Gentle, modest, little flower,
Sweet epitome of May ...
     W.S. Gilbert, The Bab Ballads.

Mighty maiden with a mission,
Paragon of common sense,
Running fount of erudition,
Miracle of eloquence.
     W.S. Gilbert & Arthur Sullivan, Princess Ida.

(from The Gilbert and Sullivan Archive, and Wikipedia)

What actually happened was like this ... last night reading Northrop Frye's Biblical and Classical Myths, which is transcribed more-or-less from his lectures at University of Toronto, I began to sense his dark side.
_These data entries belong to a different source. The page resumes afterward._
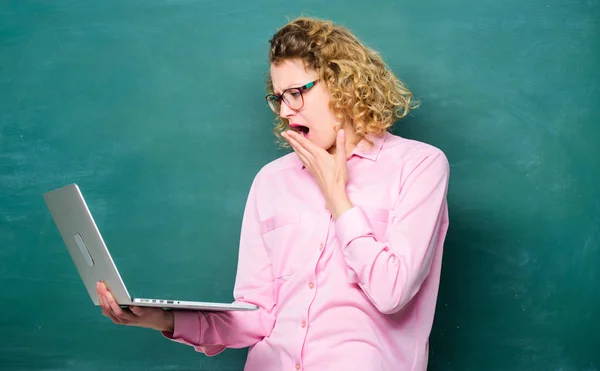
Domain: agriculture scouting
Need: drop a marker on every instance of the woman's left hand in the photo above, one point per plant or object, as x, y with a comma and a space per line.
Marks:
330, 171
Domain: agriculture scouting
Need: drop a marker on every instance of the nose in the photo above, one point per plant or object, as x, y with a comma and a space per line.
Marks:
285, 111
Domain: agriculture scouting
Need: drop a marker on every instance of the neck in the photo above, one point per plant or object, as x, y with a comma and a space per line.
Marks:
350, 141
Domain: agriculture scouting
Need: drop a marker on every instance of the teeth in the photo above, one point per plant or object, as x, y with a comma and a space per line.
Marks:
300, 129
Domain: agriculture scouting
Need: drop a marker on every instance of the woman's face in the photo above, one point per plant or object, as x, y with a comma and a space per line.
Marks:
314, 119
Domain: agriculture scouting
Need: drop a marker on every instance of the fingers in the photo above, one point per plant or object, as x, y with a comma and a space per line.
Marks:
293, 139
111, 309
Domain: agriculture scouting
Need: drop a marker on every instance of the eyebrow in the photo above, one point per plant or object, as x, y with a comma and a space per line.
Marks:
293, 85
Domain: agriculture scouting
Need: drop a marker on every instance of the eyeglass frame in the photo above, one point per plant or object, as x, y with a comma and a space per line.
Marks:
279, 97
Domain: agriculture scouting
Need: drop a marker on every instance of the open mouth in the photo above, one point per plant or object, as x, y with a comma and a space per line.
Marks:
300, 129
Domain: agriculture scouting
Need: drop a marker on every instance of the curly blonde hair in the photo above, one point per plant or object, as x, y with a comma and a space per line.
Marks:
363, 90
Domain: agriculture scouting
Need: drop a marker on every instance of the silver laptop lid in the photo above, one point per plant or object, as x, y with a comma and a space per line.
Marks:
84, 242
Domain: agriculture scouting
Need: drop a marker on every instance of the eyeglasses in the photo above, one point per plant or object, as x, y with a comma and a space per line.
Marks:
292, 97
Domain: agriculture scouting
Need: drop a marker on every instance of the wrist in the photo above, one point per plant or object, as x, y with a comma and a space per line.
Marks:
168, 323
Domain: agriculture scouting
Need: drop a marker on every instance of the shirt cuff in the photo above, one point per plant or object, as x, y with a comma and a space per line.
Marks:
187, 331
351, 225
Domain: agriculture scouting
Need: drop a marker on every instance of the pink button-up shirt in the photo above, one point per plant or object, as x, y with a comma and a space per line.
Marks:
356, 294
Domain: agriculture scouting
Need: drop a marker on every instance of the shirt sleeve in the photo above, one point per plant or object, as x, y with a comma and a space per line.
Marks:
212, 332
391, 272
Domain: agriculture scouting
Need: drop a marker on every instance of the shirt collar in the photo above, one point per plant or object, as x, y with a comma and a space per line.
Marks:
363, 148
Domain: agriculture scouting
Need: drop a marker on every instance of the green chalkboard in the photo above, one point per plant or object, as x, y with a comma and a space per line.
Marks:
156, 109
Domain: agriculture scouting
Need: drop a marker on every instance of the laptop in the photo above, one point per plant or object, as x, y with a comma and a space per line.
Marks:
93, 260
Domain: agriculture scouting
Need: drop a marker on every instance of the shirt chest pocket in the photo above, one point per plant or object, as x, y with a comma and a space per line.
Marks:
290, 237
284, 235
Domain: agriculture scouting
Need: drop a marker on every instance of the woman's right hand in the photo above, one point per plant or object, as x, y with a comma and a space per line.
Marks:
154, 318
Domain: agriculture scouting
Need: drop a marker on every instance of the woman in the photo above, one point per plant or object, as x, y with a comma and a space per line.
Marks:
341, 240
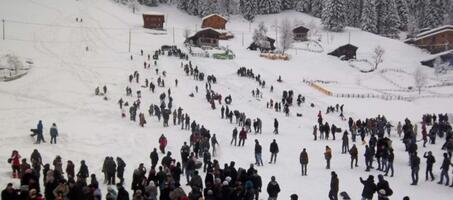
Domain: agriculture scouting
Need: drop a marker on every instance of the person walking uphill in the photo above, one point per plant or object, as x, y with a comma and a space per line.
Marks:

And this is what led to me wondering this morning about words like epitome and paragon; and I'm not going to explain much more than that.

The other thought was around the co-author of this book, Jay MacPherson - who turns out to be a woman; which took me down to Saturday Night Live and the 'Pat' skits.

A-and that, being more than is mete, is really all!

mete, n,
1. A particular point or position, especially a turning point or finishing point. Also: a mark or target. Also figuratively, obsolete.
2. A boundary or limit (material or immaterial); a boundary stone or mark. Usually (now only) (chiefly Law) metes and bounds. Also figuratively.
3. Extent (size, character, etc.) as ascertainable by measuring; a person's calibre or stamp; (more generally) a measure.